O uso de “empesas veículo” para amortização de ágio decorrente de compra de controle acionário é legal se ele foi necessário para a conclusão da operação. Foi como entendeu o juiz Francisco Ostermann de Aguiar, substituto na 2ª Vara Federal de Blumenau (SC), ao autorizar o banco norte-americano Merryl Lynch a abater quase R$ 70 milhões do ágio gerado com a compra da empresa Cremer, em 2004.

A decisão foi tomada no dia 26 de abril deste ano. Houve recurso ao Tribunal Regional Federal da 4ª Região, distribuído ao desembargador Sebastião Ogê Muniz, da 2ª Turma. Mas ainda não houve qualquer andamento.

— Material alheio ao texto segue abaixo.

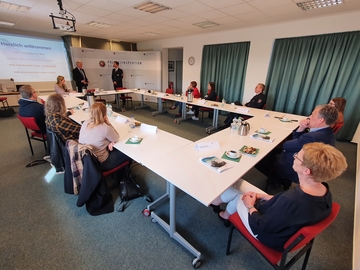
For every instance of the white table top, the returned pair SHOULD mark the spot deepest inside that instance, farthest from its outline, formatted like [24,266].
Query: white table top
[203,183]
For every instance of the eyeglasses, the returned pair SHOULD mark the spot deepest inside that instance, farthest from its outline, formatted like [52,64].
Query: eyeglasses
[295,156]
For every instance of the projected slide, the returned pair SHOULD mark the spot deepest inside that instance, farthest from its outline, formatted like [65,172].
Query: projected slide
[28,59]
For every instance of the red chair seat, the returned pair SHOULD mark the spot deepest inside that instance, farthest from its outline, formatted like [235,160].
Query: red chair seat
[302,239]
[36,134]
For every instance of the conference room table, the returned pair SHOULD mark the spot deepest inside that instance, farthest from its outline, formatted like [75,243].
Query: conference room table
[164,153]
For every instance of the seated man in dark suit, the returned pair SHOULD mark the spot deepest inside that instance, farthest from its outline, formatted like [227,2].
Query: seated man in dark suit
[258,101]
[315,128]
[29,107]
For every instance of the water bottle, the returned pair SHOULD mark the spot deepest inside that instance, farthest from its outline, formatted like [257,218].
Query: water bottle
[108,110]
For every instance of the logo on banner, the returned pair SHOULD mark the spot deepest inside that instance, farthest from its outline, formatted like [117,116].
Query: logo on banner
[102,63]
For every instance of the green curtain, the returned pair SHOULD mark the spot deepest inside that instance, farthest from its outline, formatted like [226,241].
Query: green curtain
[307,71]
[225,64]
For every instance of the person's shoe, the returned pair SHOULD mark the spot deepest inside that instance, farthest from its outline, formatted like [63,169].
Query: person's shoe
[216,208]
[60,171]
[226,221]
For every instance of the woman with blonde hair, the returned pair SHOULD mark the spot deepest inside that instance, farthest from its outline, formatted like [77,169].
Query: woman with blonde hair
[57,118]
[274,219]
[339,103]
[60,86]
[101,135]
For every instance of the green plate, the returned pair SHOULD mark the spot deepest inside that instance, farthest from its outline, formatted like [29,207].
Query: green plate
[242,151]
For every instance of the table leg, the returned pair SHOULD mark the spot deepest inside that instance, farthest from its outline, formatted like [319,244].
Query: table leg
[160,110]
[171,227]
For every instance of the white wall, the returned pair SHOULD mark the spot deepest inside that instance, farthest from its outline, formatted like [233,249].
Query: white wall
[261,38]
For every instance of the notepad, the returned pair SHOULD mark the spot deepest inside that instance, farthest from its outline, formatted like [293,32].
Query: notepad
[217,164]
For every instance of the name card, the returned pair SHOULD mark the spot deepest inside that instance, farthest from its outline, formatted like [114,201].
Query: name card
[121,120]
[148,128]
[242,110]
[207,146]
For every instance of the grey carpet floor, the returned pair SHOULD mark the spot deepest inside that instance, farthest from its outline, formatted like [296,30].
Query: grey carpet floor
[41,227]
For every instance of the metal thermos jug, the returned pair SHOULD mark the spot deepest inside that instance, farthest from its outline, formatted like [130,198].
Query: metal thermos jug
[91,99]
[190,95]
[244,128]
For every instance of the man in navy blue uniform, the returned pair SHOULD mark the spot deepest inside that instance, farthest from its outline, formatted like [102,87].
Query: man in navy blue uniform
[315,128]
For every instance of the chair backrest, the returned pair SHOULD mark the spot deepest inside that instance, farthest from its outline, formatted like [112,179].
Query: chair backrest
[337,127]
[29,122]
[169,91]
[309,232]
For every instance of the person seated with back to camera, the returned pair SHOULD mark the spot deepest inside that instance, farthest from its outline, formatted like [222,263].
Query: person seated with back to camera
[258,101]
[101,135]
[211,95]
[60,86]
[339,103]
[30,107]
[57,119]
[272,220]
[315,128]
[196,94]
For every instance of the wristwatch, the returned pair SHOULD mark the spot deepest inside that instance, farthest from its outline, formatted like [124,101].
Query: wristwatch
[250,207]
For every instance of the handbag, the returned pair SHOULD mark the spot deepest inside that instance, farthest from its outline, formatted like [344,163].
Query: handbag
[129,189]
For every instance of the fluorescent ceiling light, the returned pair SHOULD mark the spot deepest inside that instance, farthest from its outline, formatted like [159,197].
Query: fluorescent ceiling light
[99,24]
[14,7]
[7,23]
[314,4]
[206,24]
[151,7]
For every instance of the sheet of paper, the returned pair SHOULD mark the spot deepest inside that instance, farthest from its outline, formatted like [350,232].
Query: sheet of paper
[121,120]
[242,110]
[207,146]
[148,128]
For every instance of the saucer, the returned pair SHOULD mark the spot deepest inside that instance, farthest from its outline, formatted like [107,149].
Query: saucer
[134,140]
[237,155]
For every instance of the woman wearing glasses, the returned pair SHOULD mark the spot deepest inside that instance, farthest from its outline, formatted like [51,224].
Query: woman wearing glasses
[274,219]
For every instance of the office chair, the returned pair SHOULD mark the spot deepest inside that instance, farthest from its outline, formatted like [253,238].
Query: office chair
[36,134]
[303,240]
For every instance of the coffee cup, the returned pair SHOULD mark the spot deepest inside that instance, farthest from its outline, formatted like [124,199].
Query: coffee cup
[262,130]
[232,153]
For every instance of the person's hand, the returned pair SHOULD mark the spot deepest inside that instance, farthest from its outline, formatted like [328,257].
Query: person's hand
[110,146]
[249,199]
[304,124]
[106,119]
[263,197]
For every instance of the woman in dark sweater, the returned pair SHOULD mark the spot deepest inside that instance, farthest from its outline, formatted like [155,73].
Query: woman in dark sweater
[274,219]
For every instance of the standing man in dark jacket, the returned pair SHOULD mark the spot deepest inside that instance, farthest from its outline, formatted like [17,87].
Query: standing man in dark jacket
[79,77]
[29,107]
[116,76]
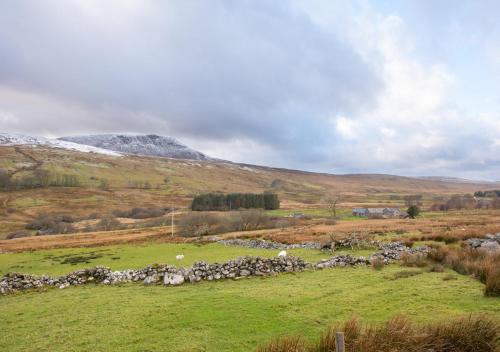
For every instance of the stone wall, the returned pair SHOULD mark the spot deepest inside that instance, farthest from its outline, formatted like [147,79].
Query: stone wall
[170,275]
[263,244]
[156,274]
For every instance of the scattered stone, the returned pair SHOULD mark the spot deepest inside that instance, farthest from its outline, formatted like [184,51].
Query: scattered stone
[341,260]
[390,252]
[490,242]
[173,279]
[263,244]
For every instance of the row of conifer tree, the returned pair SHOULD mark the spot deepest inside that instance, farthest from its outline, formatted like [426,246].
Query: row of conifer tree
[234,201]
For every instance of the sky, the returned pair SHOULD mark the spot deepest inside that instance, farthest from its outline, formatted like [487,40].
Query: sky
[400,87]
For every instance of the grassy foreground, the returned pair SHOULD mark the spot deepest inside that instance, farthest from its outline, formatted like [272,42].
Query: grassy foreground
[217,316]
[63,261]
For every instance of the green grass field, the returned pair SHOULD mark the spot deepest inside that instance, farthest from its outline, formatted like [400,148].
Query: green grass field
[62,261]
[214,316]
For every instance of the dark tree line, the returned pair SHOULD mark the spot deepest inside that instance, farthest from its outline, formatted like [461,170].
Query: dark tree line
[492,193]
[234,201]
[38,179]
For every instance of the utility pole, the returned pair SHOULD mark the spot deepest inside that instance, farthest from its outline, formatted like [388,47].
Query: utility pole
[172,224]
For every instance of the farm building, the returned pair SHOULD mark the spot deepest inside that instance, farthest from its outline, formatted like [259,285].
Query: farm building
[380,213]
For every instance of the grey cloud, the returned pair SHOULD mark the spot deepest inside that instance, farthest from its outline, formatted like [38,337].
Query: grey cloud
[215,70]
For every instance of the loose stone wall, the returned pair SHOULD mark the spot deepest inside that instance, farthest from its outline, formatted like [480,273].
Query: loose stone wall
[170,275]
[490,242]
[263,244]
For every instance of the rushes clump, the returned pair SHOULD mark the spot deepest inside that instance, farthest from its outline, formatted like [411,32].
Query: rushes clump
[466,334]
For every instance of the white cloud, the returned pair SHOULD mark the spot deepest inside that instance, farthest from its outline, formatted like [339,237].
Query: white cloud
[346,127]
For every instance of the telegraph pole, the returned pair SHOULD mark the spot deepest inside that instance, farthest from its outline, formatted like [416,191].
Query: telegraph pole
[172,224]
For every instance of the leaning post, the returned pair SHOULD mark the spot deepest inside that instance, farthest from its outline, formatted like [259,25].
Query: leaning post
[339,342]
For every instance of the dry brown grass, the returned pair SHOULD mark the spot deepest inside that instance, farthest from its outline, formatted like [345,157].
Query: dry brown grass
[471,334]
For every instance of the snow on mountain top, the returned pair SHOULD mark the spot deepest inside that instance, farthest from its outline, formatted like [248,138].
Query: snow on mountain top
[140,144]
[11,139]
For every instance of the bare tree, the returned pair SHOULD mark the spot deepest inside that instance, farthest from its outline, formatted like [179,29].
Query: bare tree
[413,199]
[332,200]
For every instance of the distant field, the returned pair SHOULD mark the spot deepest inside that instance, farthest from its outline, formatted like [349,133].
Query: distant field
[173,183]
[218,316]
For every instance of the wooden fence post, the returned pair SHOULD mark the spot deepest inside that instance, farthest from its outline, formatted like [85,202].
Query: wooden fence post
[339,342]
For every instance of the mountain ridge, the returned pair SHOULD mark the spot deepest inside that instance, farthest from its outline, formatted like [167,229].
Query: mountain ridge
[139,144]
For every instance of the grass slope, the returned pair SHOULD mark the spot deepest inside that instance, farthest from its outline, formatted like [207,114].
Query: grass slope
[226,316]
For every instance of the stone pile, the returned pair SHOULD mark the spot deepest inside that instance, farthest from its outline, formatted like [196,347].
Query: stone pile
[167,274]
[341,260]
[354,240]
[390,252]
[263,244]
[490,242]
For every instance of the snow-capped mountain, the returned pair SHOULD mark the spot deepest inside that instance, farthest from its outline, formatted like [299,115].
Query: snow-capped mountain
[139,144]
[12,139]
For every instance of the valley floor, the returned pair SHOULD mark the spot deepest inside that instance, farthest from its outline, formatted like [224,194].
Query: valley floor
[214,316]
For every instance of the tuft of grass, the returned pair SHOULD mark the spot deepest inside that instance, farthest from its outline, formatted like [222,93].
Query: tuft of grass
[405,274]
[418,260]
[471,334]
[481,264]
[284,344]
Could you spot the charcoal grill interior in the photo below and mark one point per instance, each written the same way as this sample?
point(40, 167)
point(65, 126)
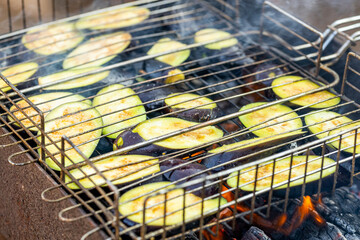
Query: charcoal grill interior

A Receita queria cobrar Imposto de Renda e Contribuição Social sobre Lucro Líquido sobre o ágio gerado com a compra. No entendimento do Fisco, a operação feita para que o banco pudesse comprar a empresa foi um “artifício contábil sem suporto econômico” – a expressão é uma releitura da tese de que operações societárias devem ter “propósito negocial”, já derrotada na Justiça Federal e no Conselho Administrativo de Recurso Fiscais (Carf).

Os auditores reclamam das trocas de ações entre as empresas. Para viabilizar a operação de compra, a Cremer e o Merryl Lycnh acertaram que seria criada uma terceira empresa, a Cremerpar, para consolidar o controle acionário da Cremer, na época diluído entre a empresa e acionistas minoritários.

Conforme a empresa contou nos autos, o Merryl Lynch aportou R$ 10,9 milhões na Cremerpar para que ela recomprasse seu controle acionário. Depois, o banco aportou mais R$ 87,7 milhões na empresa, para comprar o controle. Desse total, R$ 60,3 milhões foram considerados ágio, já que foram usados para equilibrar o patrimônio líquido da Cremer, na época negativo, e R$ 27,7 milhões foram considerados investimentos.

No entendimento da Receita, tudo isso foi feito para fugir da tributação. Para o juiz, a tese não faz sentido: a reorganização societária e a criação da “empresa veículo” foi feita para que o banco norte-americano pudesse ter o mesmo tratamento tributário que uma empresa brasileira teria se tivesse comprado o controle da Cremer.

Segundo o magistrado, a criação de holdings é legal e, no caso de investidores estrangeiros, é considerada pressuposto para a concretização dos aportes. “Logo, tem-se que ainda que a Cremerpar houvesse sido constituída tão somente para possibilitar a geração de ágio amortizável em favor do Merryl Lynch (e, como visto, não o foi), ainda assim haveria legalidade no ato, pois se constituiria em pressuposto para que o investimento efetuado por sociedade estrangeira obtivesse o mesmo tratamento tributário dispensável ao investimento, acaso houvesse sido realizado por empresa nacional”, afirma o juiz Francisco de Aguiar, na sentença.

"Ágio interno"
O caso é mais uma tentativa da Receita de fazer letra morta da Lei 9.532/1997. O dispositivo autoriza empresas a abater de seus impostos o ágio decorrente de operações societárias, ao limite de 20% ao ano. Desde que a lei foi editada, o Fisco tenta emplacar a tese de que esse ágio só pode ser amortizado nos casos de operações entre empresas independentes. Operações feitas entre empresas do mesmo grupo que geram ágio são chamadas de “ágio interno” e tratadas como evasão pela Receita.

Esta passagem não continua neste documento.